The governor has also issued orders that allow local governments to hold their meetings virtually to avoid in-person meetings that could allow the virus to spread.

Christopher Johnson, general counsel for the Michigan Municipal League, said his organization is advising cities they can continue to hold virtual meetings for 21 days under its current understanding of the court process.

Gov. Gretchen Whitmer speaks about the spread of COVID-19 in Michigan during a press conference in Lansing on Thursday, March 26, 2020.

Johnson said he knows of an elected official whose husband has a compromised immune system. If virtual meetings are halted, she could be forced to stop participating in meetings, he said.

"That just seems crazy," Johnson said.

Local governments are also concerned about residents having to go to stores with mask-less people there. Johnson said.

"That’s all fine and good if you’re out in a field by yourself," Johnson said of the argument that people can make decisions for themselves. "But when you go into a store and you infect somebody else, that’s not right."

The Prosecuting Attorneys Association of Michigan was still “digesting” the order Saturday, but most prosecutors were anticipating a 21-day window in which the current executive orders would remain in place, said Muskegon County Prosecutor D.J. Hilson, the immediate past president of the association.

“Our initial blush at it and our initial review of it seems to show the 21-day rule does apply,” Hilson said. “But, look, smarter minds may differ and that’s the beauty of the gray area of the law.”

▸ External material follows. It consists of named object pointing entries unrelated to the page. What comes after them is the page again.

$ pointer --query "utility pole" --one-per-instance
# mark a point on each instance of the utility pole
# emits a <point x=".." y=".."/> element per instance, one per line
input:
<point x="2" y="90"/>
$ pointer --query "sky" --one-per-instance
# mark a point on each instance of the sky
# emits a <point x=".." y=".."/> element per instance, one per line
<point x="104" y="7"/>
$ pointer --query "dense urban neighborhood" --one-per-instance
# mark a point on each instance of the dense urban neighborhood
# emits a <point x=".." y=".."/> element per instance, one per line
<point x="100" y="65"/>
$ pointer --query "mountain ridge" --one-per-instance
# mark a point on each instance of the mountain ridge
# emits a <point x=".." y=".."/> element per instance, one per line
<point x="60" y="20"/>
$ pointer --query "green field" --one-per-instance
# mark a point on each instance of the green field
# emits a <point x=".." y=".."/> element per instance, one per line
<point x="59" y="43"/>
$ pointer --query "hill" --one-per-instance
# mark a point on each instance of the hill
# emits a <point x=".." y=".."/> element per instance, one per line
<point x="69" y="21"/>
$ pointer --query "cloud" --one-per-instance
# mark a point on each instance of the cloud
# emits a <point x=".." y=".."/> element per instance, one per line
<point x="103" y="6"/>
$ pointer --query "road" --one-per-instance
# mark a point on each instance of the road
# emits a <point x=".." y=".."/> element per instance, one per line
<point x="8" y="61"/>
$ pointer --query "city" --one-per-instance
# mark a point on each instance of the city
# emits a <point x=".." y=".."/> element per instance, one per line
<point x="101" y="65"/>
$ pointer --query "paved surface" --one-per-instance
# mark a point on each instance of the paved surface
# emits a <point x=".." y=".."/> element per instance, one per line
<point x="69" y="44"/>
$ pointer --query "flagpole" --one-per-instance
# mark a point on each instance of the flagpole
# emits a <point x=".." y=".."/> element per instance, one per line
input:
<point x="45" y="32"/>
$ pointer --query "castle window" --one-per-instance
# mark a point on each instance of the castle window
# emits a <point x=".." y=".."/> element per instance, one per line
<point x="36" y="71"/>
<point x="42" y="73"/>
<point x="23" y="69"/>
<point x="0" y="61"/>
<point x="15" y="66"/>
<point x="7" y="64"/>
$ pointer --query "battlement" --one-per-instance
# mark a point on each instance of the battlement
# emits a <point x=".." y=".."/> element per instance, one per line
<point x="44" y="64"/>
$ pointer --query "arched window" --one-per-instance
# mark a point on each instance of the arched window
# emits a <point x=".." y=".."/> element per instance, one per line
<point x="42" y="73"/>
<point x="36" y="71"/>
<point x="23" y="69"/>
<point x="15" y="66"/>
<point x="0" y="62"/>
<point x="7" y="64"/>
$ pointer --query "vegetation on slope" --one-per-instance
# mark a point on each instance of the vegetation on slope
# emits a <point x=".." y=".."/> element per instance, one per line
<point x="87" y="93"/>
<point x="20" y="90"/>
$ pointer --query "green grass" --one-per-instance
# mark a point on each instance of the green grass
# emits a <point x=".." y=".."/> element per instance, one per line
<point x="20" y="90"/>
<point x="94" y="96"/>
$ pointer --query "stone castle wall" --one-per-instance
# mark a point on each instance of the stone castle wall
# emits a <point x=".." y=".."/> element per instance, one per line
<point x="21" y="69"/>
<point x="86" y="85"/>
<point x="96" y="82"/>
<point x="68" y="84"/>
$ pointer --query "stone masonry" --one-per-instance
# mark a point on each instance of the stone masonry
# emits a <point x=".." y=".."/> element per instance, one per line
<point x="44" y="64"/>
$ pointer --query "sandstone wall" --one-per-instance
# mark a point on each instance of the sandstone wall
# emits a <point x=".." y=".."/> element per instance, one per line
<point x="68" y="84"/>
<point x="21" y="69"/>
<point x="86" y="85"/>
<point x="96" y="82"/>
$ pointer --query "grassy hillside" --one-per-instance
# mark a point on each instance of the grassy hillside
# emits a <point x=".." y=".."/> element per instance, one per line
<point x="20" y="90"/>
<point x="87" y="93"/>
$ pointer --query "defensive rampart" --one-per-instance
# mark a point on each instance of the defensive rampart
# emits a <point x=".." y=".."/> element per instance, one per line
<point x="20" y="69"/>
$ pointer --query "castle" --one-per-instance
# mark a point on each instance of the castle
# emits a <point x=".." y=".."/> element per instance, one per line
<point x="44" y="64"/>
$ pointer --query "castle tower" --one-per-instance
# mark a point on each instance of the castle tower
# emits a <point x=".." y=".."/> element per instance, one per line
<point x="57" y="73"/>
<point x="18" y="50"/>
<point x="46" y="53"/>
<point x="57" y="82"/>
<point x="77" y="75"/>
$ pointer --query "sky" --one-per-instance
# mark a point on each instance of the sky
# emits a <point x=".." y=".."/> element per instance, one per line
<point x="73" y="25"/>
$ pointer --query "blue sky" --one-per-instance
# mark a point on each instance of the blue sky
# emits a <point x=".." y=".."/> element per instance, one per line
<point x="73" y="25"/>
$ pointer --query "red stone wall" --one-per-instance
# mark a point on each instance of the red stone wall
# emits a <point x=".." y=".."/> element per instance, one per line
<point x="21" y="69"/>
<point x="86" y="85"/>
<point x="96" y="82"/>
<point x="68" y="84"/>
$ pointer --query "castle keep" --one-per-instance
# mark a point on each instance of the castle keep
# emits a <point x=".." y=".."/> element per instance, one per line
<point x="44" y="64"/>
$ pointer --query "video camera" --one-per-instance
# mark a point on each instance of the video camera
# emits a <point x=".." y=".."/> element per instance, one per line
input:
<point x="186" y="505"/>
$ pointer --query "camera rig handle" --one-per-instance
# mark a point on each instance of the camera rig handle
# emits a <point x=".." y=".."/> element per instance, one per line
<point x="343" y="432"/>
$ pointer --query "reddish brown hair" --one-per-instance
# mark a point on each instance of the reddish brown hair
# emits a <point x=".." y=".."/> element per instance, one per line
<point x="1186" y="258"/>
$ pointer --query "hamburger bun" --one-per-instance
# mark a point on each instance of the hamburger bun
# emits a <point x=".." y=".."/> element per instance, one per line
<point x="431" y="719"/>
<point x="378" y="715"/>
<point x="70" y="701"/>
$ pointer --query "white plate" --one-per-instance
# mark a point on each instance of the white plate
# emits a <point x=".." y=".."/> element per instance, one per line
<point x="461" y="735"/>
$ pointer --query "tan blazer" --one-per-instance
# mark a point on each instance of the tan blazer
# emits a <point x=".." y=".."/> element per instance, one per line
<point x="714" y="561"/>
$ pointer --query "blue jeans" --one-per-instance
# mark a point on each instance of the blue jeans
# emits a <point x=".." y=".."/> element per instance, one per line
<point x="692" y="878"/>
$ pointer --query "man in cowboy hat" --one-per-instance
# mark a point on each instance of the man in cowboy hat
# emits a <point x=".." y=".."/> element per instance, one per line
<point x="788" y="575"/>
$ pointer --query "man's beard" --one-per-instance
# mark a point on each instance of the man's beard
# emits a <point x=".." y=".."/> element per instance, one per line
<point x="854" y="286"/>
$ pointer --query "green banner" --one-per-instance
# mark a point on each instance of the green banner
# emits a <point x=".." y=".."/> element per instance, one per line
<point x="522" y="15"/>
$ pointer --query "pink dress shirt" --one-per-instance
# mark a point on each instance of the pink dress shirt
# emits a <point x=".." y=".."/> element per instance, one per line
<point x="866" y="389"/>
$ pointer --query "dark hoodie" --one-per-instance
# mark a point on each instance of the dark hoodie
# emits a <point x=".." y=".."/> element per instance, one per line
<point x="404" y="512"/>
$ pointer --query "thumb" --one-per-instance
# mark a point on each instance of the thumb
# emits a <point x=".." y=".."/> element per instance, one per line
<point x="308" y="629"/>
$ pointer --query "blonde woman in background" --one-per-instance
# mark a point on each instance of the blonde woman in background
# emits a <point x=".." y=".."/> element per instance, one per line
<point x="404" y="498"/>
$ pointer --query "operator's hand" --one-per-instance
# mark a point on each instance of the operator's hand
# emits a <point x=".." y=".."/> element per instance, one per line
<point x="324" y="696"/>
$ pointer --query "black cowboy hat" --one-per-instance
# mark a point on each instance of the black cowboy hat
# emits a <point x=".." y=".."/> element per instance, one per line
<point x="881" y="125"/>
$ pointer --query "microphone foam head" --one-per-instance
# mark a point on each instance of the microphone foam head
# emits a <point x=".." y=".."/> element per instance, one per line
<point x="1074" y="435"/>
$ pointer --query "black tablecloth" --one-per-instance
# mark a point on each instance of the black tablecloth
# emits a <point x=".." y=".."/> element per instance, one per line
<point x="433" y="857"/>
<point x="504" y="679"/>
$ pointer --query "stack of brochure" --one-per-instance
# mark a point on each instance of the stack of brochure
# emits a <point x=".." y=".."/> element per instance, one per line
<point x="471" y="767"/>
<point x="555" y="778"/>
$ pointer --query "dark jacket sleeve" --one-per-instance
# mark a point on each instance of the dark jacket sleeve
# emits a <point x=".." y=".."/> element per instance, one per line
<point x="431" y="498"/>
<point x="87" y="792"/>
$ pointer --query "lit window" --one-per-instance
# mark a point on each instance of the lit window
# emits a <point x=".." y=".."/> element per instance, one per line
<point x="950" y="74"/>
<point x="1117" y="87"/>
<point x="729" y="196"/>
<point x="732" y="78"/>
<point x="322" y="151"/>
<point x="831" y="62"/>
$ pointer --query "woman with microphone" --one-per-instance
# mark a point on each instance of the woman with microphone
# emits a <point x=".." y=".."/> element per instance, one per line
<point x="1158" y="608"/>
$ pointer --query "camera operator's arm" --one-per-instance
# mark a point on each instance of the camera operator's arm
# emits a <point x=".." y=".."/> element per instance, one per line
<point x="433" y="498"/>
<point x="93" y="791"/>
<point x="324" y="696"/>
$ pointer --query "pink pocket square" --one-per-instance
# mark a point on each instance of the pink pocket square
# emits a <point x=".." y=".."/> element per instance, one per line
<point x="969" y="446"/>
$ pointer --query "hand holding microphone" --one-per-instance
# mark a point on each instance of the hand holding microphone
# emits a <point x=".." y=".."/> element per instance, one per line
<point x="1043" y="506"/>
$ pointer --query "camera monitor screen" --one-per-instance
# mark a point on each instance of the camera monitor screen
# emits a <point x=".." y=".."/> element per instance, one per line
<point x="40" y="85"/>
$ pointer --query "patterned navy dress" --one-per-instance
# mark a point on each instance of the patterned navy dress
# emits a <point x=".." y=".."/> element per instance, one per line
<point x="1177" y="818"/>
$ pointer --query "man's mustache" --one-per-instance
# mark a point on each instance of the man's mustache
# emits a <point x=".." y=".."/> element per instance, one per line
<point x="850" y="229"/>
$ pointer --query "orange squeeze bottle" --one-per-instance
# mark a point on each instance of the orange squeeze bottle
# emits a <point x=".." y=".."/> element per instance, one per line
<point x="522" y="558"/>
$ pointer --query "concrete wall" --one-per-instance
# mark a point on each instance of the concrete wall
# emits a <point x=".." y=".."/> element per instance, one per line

Prosecutors across the state largely have been hesitant to enforce the orders for the past several months, instead relying on education efforts. Because of that, the job of prosecutors in relation to Whitmer’s executive orders likely won’t change significantly with the end of her emergency powers.

“I would probably turn it all over to the public health department,” said Hilson. “It’s our understanding that health departments still have some authority over all this.”


Michigan police chiefs are waiting for direction from Nessel about when the governor’s executive orders expire, said Bob Stevenson, executive director for the Michigan Association of Chiefs of Police. Like Michigan prosecutors, many police agencies have taken a less punitive approach to the orders, trying to educate individuals on how to comply, he said.

For the next few days, Stevenson said, there is bound to be “some uncertainty.”

“I would be very surprised if they’re taking any enforcement action over the course of the weekend because it’s so up in the air,” he said. “But if the attorney general says it’s over, then it’s over.”

The Michigan Restaurant and Lodging Association is appreciative of the opportunity to have more freedom in business operations, said Justin Winslow, president and CEO of the association.

But Winslow described the appreciation as “cautious optimism.” Like other industries, the association still isn’t sure when the orders will dissolve or what authority state and local health departments will retain over business, Winslow said.

He’s hoping at least some of the current restrictions will be lifted through negotiated rules between the Legislature and governor.

But, Winslow said, restaurants and hotels across the state still recognize their duty to keep customers safe.

“Just because the Supreme Court changed their opportunities doesn’t change the fact that the virus is still here,” Winslow said. “They recognize that they need to commit to safety if they want to earn the public’s trust in coming into a restaurant.”